A San Francisco ballot measure that sets data-privacy goals, but rankled transparency advocates, appears to be passing. As of 8:35 Wednesday morning, the count shows that 57 percent of the electorate voted to approve it, while 43 percent voted no.
Proposition B, the Privacy First Policy of the City and County of San Francisco, was written by Supervisor Aaron Peskin and placed on the ballot by a unanimous vote of his colleagues. It would require the city administrator to create a framework to guide policy decisions when it comes to corporations collecting and storing people's data in San Francisco.
The measure had drawn over 56 percent of early vote-by-mail and election-day tallies, counting about 30 percent of the expected total. The opposition trailed with 43.21 percent of votes.
Proponents touted the measure as a chance for San Francisco to lead on the issue of data privacy, and Proposition B is seen as striving for stronger protections than the state Consumer Privacy Act set to take effect in 2020.
Government transparency advocates, local newspapers and journalism organizations opposed Proposition B over fears that a clause in the proposed charter amendment would allow city supervisors to amend — and potentially weaken — San Francisco's landmark open records law.
The proposition defines the personal information it aims to protect as anything that “identifies, relates to, describes, or is capable of being associated with a particular individual.” It specifically references both traditional data like “bank account numbers and health insurance information,” as well as things linked to the online world like “geolocation data and IP addresses.”

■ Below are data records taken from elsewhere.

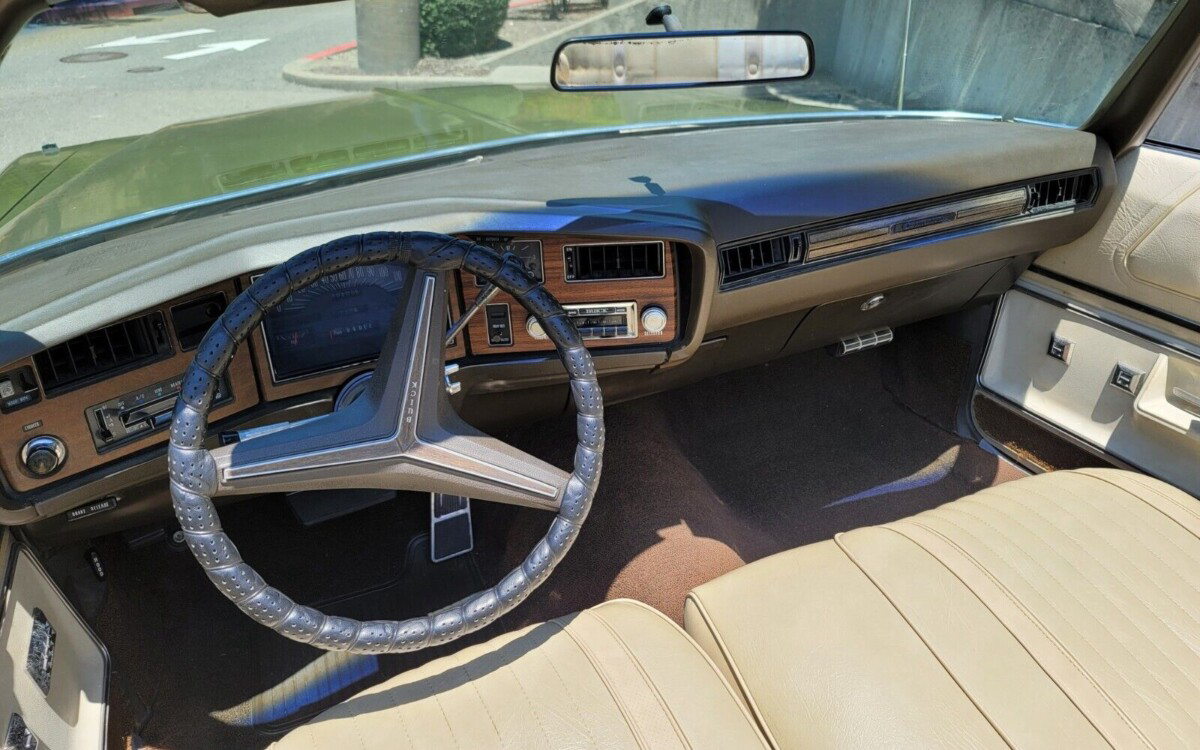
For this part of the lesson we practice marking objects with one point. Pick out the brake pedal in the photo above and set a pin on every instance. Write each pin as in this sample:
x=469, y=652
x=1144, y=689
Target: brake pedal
x=450, y=533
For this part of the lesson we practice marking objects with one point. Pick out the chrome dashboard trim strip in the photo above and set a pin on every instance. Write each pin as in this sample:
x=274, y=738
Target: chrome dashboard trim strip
x=903, y=226
x=249, y=197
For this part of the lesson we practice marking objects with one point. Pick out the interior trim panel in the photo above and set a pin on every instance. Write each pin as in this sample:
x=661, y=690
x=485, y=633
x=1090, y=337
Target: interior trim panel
x=1122, y=393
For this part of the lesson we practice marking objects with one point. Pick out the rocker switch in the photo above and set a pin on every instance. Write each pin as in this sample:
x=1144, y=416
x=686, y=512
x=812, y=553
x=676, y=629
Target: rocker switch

Proposition B laid out 11 guidelines for protecting private data. Those guidelines included things like allowing individuals to access the personal data that's collected about them, and “de-identifying data” so that particular data points could not be traced back to individuals.
“As a hub of tech innovation, San Francisco should be at the forefront of data privacy protections,” supporters wrote in official ballot arguments.
Opposition led by the Northern California Society of Professional Journalists and joined by the national Reporters Committee for Freedom of the Press wrote that the measure is "a hollow effort to protect privacy" that "wouldn't give our elected officials the authority to do much, if anything to protect privacy that they can't do already."
Personal data has been at the center of numerous scandals inside the tech world over the last few years. In the last year alone, Google, Facebook and many others have had major leaks, exposing sensitive data of millions of users.
San Francisco is often one of the first places new Silicon Valley companies try our their new products and services. Everything from Lyfts, Ubers and scooters to robot delivery machines have rolled out on the city's streets. Collecting and monetizing personal data is often part of the business model of these Silicon Valley companies.
Media organizations like the San Francisco Chronicle and the San Francisco Examiner criticized the proposition, saying it opened the door to tampering with the city’s Sunshine Laws, which allow journalists to trace individuals involved and doing business with the city.
Peskin said that critics were misreading the text. The proposition says its policy guidelines cannot be implemented in a way "that is inconsistent with voter-approved ordinances regarding privacy, open meetings, or public records.”